Sep 16, 2014

Tourism stalls as Abbott cuts funds

Domestic tourism growth has stalled in the key markets of Queensland, the Northern Territory, Tasmania and the ACT following Tony Abbott’s cuts to domestic tourism marketing.

New figures published by Tourism Research Australia show trip expenditure down 11% in the ACT, 8% in Tasmania and 2% in Queensland in the year ending June 2014.

They also show visitor nights down 16% in the ACT, 12% in the Northern Territory and 3.4% in Tasmania as tourists cut trips short, staying fewer days and spending less.

The figures come a year after Tony Abbott ordered Tourism Australia to end all marketing of domestic tourism and focus solely on overseas arrivals.

Domestic tourism is the bread and butter of Australia’s tourism sector, accounting for 70% of the $107 billion industry.
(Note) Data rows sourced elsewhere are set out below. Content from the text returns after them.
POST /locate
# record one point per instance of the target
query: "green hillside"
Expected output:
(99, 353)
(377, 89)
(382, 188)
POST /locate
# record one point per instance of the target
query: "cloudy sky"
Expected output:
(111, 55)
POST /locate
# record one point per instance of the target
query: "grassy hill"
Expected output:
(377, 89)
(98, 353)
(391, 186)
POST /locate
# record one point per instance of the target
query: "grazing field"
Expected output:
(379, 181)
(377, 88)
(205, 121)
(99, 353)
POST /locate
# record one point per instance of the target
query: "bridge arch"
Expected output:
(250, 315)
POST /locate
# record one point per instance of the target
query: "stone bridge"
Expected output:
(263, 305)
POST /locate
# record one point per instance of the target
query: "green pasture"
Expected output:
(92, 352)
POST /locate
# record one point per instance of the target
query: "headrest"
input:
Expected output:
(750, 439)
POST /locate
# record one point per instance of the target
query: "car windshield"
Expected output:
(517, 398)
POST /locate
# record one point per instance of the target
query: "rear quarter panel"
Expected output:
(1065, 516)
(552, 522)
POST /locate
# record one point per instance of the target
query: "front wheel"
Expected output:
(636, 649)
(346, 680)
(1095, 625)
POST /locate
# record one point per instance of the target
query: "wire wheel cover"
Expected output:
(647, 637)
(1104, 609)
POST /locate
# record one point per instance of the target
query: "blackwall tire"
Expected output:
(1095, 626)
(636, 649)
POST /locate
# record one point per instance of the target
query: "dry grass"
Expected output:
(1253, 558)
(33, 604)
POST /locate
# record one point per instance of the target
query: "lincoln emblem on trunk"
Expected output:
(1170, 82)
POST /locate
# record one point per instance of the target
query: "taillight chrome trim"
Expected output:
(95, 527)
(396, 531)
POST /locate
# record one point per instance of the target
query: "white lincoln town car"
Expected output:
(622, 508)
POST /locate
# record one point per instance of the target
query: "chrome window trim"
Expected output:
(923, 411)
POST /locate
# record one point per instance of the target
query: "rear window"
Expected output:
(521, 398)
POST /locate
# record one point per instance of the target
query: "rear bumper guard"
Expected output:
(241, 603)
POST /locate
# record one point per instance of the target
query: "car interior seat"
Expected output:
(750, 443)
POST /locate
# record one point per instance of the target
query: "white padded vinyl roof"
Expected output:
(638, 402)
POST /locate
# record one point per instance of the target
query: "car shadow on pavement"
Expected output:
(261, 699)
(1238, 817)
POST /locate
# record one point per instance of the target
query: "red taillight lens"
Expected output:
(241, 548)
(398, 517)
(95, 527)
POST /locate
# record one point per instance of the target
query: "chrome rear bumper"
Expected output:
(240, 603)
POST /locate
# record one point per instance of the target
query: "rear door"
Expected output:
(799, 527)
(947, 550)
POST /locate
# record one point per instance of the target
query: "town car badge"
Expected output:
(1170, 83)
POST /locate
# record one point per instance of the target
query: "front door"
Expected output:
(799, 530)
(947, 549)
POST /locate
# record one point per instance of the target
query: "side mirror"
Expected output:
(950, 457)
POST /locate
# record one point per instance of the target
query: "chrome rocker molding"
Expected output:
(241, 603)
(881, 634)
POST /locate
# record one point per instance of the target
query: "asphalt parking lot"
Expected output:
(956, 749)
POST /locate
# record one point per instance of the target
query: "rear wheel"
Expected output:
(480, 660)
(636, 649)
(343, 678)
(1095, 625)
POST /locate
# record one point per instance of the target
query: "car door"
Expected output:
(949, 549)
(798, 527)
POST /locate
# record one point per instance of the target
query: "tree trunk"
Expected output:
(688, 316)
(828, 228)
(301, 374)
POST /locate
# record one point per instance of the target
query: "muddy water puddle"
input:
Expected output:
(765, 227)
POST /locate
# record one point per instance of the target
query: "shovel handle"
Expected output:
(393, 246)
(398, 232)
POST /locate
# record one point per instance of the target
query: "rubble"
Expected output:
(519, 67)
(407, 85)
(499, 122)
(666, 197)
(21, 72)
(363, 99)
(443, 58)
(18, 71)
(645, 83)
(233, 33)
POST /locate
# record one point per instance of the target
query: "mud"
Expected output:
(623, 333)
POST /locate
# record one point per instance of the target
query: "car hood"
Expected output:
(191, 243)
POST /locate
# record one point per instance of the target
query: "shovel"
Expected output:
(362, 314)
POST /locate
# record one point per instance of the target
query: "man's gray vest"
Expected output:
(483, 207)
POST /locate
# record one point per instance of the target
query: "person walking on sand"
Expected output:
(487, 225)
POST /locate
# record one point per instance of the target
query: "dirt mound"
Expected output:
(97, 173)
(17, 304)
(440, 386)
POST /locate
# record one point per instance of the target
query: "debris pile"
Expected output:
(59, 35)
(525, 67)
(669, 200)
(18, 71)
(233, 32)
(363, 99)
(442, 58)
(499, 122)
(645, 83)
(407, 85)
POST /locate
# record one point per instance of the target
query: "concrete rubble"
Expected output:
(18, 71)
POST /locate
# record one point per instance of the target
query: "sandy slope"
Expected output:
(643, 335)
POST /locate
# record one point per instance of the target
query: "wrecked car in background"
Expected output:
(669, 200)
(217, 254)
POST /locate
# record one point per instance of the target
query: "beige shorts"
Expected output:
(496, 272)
But instead of supporting the sector, the Abbott Government has spent the last 12 months abolishing grant programs, slashing research and cutting support without notice.

The Tourism Industry Regional Fund and the National Tourism Accreditation Framework have been axed while the crucial Survey of Tourist Accommodation will cease next year.

Newly released guidelines for the Abbott Government’s small business program, the Entrepreneurs’ Infrastructure Programme, make tourism businesses ineligible for assistance.

The former Labor Government provided assistance to tourism businesses through its Enterprise Connect program which Tony Abbott abolished as part of his 2014-15 Budget cuts.

It is little wonder tourism is suffering under the Abbott Government.

Upon taking office, Mr Abbott failed to appoint a tourism minister, showing that he simply does not consider the sector a priority.

His approach stands in stark contrast with New Zealand, where Prime Minister John Key is also the Minister for Tourism.

The Commonwealth Government should be the Australian tourism sector’s best friend, not a thorn in its side.

Appointing a Minister for Tourism would be a good place to start.